Pandemi Covid-19 menyebabkan perubahan pada berbagai aspek kehidupan, termasuk kesehatan jiwa. Perubahan pola konsumsi rokok, selain alkohol, menjadi tantangan baru bagi praktisi kesehatan.
Riset dengan survei daring yang melibatkan 4.584 responden ini menemukan, peningkatan konsumsi pada 25,7 persen orang yang mengkonsumsi minuman beralkohol dan peningkatan 20,1 persen pada orang yang merokok.
Pembatasan sosial
Namun, responden yang berdomisili di provinsi yang menerapkan pembatasan sosial berskala besar (PSBB) mengalami penurunan konsumsi alkohol. Demikian halnya, perilaku merokok juga lebih banyak mengalami penurunan.

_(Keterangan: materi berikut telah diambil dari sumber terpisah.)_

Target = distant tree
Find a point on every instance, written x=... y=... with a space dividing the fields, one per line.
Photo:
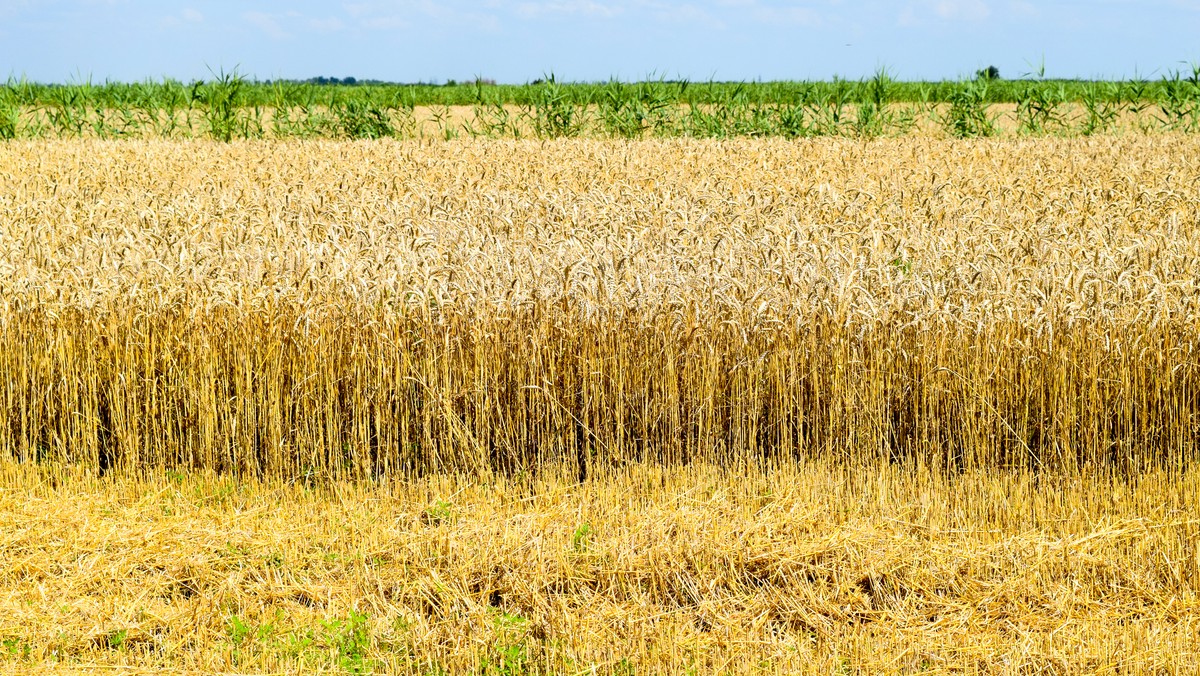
x=990 y=72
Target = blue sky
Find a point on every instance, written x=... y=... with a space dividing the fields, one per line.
x=589 y=40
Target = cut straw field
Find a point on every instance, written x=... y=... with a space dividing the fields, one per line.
x=549 y=406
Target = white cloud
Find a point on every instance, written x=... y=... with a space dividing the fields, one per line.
x=582 y=7
x=268 y=24
x=917 y=11
x=971 y=10
x=328 y=24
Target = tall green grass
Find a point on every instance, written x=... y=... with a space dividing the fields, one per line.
x=229 y=106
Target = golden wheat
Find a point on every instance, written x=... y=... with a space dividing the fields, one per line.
x=371 y=309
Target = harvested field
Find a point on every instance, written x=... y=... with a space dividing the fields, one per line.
x=811 y=569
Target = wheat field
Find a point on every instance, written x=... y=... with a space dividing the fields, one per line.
x=835 y=405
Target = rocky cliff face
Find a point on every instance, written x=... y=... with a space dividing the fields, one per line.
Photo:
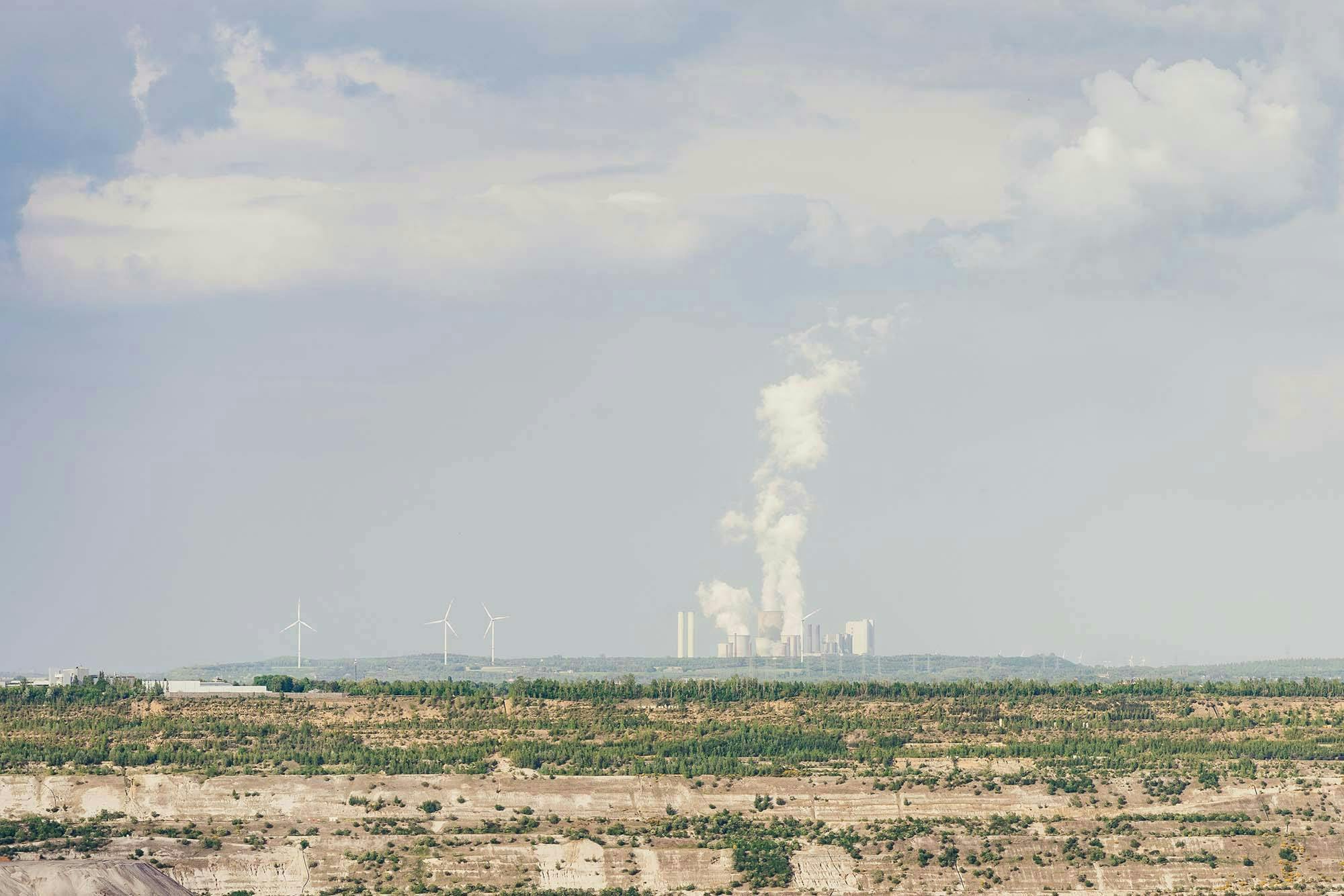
x=87 y=878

”Hal ini dikaitkan dengan meningkatnya pemahaman warga terkait hubungan negatif antara merokok dan Covid-19 yang dapat memperburuk gejala. Akan tetapi, penurunan konsumsi rokok juga didapatkan berkorelasi dengan peningkatan jumlah gejala psikologis, seperti kecemasan, sensitivitas interpersonal, dan perilaku psikotik yang mungkin didorong akibat penurunan konsumsi nikotin,” papar Enjeline.
Kondisi global
Dampak pandemi terhadap tekanan psikologis hingga memengaruhi konsumsi rokok juga dilaporkan para peneliti dari Mailman School of Public Health Columbia University yang dipublikasikan dalam International Journal of Drug Policy pada 4 Maret 2021.
Hampir semua responden melaporkan peningkatan stres, meliputi ketakutan tentang virus, ketidakpastian pekerjaan, dan efek psikologis dari isolasi, serta menggambarkan hal ini sebagai pendorong utama peningkatan konsumsi rokok di Amerika Serikat selama masa penguncian (lockdown).
Mengingat bahwa perilaku penggunaan tembakau diperkirakan meningkat selama pandemi, tim peneliti dari Columbia University ini mengusulkan beberapa rekomendasi kebijakan. Di antaranya, perluasan pembatasan penjualan rokok, pembentukan dan penegakan aturan rumah bebas asap rokok untuk melindungi anggota rumah tangga, dan menjalankan terapi penggantian nikotin.
Sejumlah kajian telah menunjukkan kaitan rokok dan risiko keparahan Covid-19. Misalnya, kajian Nicholas S Hopkinson dari National Heart and Lung Institute, Imperial College London dan tim di British Medical Journal (BMJ) edisi 22 November 2020 menyebutkan, orang yang merokok berada pada peningkatan risiko mengembangkan gejala Covid-19.
Kajian ini menganalisis data 2.401.982 pasien dengan usia rata-rata 43,6 tahun dan prevalensi merokok keseluruhan 11 persen. Sebanyak 834.437 (35 persen) melaporkan diri dalam kondiri tidak sehat dan mengalami satu atau lebih gejala.
Temuan utama dari kajian terhadap populasi prospektif yang besar ini adalah merokok dikaitkan dengan peningkatan risiko yang secara substansial mengembangkan gejala mengarah pada Covid-19, serta beban gejala lebih besar, yang menunjukkan dampak merokok pada tingkat keparahan penyakit. Di antara mereka yang positif Covid-19, perokok memiliki beban gejala lebih tinggi dan lebih cenderung perlu ke rumah sakit dibandingkan dengan nonperokok.